I also take it as obvious, from experience, that the second premise of the argument is true. Nature, manifestly, is not empty. Stuff, as I have said before, happens.

So it comes down to the truth of the first premise.

Is nature empty without the interference of a super-natural creator?

Well, I suppose the answer to that question is going to come down, at least in part, to what we mean by "nature". That's really no surprise. I suppose the temptation is to say that "nature" just means "everything". But that won't serve. For if we just mean "everything", then there can be no talk about our knowing anything about laws of nature, at least, not by simple experience. We cannot see everything well enough to know whether all of it is governed by laws.

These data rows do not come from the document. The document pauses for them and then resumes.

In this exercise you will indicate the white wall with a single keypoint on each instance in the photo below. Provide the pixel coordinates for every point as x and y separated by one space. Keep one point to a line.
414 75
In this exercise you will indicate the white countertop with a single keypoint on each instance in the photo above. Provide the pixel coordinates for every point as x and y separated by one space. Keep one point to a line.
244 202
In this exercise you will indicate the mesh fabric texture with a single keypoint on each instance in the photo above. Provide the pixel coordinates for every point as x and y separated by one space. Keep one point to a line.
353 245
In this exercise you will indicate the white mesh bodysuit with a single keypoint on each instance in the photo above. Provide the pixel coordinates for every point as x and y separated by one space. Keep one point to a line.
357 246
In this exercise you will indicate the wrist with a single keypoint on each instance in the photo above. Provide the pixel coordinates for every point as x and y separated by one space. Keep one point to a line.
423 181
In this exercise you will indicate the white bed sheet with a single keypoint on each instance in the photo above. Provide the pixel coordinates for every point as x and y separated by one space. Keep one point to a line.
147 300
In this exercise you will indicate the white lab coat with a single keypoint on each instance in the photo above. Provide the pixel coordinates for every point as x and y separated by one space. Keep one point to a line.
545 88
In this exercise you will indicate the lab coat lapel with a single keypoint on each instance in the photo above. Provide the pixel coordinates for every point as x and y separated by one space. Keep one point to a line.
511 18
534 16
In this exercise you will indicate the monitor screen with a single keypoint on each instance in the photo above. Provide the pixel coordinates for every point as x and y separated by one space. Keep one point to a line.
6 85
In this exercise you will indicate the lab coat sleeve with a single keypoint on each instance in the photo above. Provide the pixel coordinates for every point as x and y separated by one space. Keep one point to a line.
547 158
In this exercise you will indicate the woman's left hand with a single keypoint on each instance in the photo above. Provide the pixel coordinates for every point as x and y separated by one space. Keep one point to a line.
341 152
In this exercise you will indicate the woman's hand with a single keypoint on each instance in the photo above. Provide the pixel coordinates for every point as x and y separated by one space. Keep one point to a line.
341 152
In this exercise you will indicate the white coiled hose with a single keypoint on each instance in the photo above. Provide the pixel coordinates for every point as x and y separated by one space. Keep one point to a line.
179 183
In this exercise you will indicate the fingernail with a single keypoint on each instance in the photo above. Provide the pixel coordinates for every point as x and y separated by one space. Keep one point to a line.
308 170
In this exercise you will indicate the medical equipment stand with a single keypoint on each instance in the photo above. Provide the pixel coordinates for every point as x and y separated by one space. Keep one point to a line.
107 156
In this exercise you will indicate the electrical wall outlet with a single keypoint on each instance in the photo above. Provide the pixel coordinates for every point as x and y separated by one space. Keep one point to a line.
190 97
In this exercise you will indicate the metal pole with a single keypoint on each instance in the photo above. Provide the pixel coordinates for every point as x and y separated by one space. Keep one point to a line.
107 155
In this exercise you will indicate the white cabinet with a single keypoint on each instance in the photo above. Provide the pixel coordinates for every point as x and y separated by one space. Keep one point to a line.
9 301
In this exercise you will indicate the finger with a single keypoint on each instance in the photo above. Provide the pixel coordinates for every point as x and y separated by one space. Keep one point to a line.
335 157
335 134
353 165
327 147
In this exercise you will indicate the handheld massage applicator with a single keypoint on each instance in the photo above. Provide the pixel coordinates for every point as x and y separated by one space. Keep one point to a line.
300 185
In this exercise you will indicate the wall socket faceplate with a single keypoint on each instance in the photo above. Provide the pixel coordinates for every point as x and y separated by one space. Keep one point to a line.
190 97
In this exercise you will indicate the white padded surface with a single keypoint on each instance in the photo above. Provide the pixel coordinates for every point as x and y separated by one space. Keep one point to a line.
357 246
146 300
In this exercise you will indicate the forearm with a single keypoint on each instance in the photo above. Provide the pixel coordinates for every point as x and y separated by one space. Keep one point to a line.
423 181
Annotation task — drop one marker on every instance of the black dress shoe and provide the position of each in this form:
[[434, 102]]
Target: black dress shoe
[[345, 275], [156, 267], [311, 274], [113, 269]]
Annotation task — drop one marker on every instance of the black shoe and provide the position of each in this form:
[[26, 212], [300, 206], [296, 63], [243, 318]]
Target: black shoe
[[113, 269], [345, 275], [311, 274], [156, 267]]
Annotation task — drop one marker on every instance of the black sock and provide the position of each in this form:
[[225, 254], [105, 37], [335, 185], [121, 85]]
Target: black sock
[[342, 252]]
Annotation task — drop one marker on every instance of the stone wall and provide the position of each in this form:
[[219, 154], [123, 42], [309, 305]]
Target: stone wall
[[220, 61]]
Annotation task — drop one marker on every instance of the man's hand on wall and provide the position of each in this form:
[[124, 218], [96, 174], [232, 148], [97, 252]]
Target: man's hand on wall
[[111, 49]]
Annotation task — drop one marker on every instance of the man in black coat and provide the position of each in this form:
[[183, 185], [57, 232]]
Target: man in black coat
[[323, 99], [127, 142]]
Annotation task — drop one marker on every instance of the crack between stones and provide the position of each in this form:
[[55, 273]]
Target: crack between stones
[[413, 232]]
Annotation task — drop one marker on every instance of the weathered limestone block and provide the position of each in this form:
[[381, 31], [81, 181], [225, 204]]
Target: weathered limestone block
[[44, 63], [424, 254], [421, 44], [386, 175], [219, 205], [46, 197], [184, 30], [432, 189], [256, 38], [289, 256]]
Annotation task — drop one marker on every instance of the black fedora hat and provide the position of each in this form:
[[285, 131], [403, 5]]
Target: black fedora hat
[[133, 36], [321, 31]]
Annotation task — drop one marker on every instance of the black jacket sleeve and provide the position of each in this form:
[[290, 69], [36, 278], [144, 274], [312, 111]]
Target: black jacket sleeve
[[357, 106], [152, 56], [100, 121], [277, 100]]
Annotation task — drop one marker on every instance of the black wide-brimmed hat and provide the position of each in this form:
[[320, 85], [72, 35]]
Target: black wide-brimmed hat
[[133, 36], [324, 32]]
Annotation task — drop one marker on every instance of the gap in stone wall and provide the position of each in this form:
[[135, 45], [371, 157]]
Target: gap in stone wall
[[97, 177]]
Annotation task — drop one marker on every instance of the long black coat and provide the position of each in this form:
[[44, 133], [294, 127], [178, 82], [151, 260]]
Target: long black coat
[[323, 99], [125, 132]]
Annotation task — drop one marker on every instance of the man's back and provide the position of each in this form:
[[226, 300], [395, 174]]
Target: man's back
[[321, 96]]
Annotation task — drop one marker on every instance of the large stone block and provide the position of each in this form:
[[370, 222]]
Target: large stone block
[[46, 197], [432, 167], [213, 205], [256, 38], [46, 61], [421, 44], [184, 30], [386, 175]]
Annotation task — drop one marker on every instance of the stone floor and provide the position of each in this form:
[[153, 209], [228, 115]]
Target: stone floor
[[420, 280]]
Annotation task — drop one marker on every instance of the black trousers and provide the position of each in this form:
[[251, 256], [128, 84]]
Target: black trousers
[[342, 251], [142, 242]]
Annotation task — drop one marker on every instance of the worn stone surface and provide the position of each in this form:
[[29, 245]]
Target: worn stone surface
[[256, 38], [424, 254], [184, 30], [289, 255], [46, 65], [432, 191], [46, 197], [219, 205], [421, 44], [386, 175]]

What I mean by "nature" instead is that she is a system of empirically discoverable laws and the set of observable things subject to those laws.

Given that meaning, nothing about nature herself can make it the case that the set of things subject to the laws of nature is not the empty set. The laws say stuff like "In a closed system, the amount of energy is a constant". Fine. Zero is a constant. Maybe the constant is always zero. Nothing about the law can bring the things it is to govern into existence.

So at the very least, this is true: "Nature is empty, unless soemthing apart from her fills her with things for her laws to govern".

I now coin the phrase "supernatural" to refer to something apart from nature.

I now coin the phrase "creator" to refer to a super-natural entity capable of filling nauture with things for her laws to govern.

So this is true: "Nature is empty without a super-natural creator of things for her laws to govern"

That is, the first premise of my argument is also true.

So I have not only given an argument for the the conclusion that a super-natural creator exists (as opposed to merely asserting the existence of such a supernatural being), I have given a manifestly valid argument with true premises for that conclusion.

The map is not the terrain

I know this is a bit old, but I would like to weigh in on another debate that Brad and Mike were having.

Mike made these two claims:

  1. Science is internally consistent and makes no ontological claims.
  2. As humans we simply arent equipped with the tools to detect the supernatural.
Brad argued that these two claims conflict because the second is an ontological claim.

Mike then wanted to deny that. I think the second claim might be viewed either from an ontological or from an epistemological perspective. The sentence seems to be saying that no human supernature detection faculty exists. In that respect it is clearly ontological, since it makes a claim of existence. On the other hand it also implies that we know nothing about the supernatural. And, as a partial answer to the question "What do we know?" it is epistemological.

I suppose that Mike might evade Brad's attack by saying that it is not a scientific claim.

On the other hand, I think it's obvious that science certainly does make ontological claims...at least in the negative. For example, "There are no magnetic monopoles". They are all, of course, subject to revision based on new information. But this is true of all contingent claims.

Indeed, as I've already noted, I think the distinction between philosophical and non-philosophical claims is incoherent. I similarly think that the distinction between scientific and non-scientific claims is also incoherent.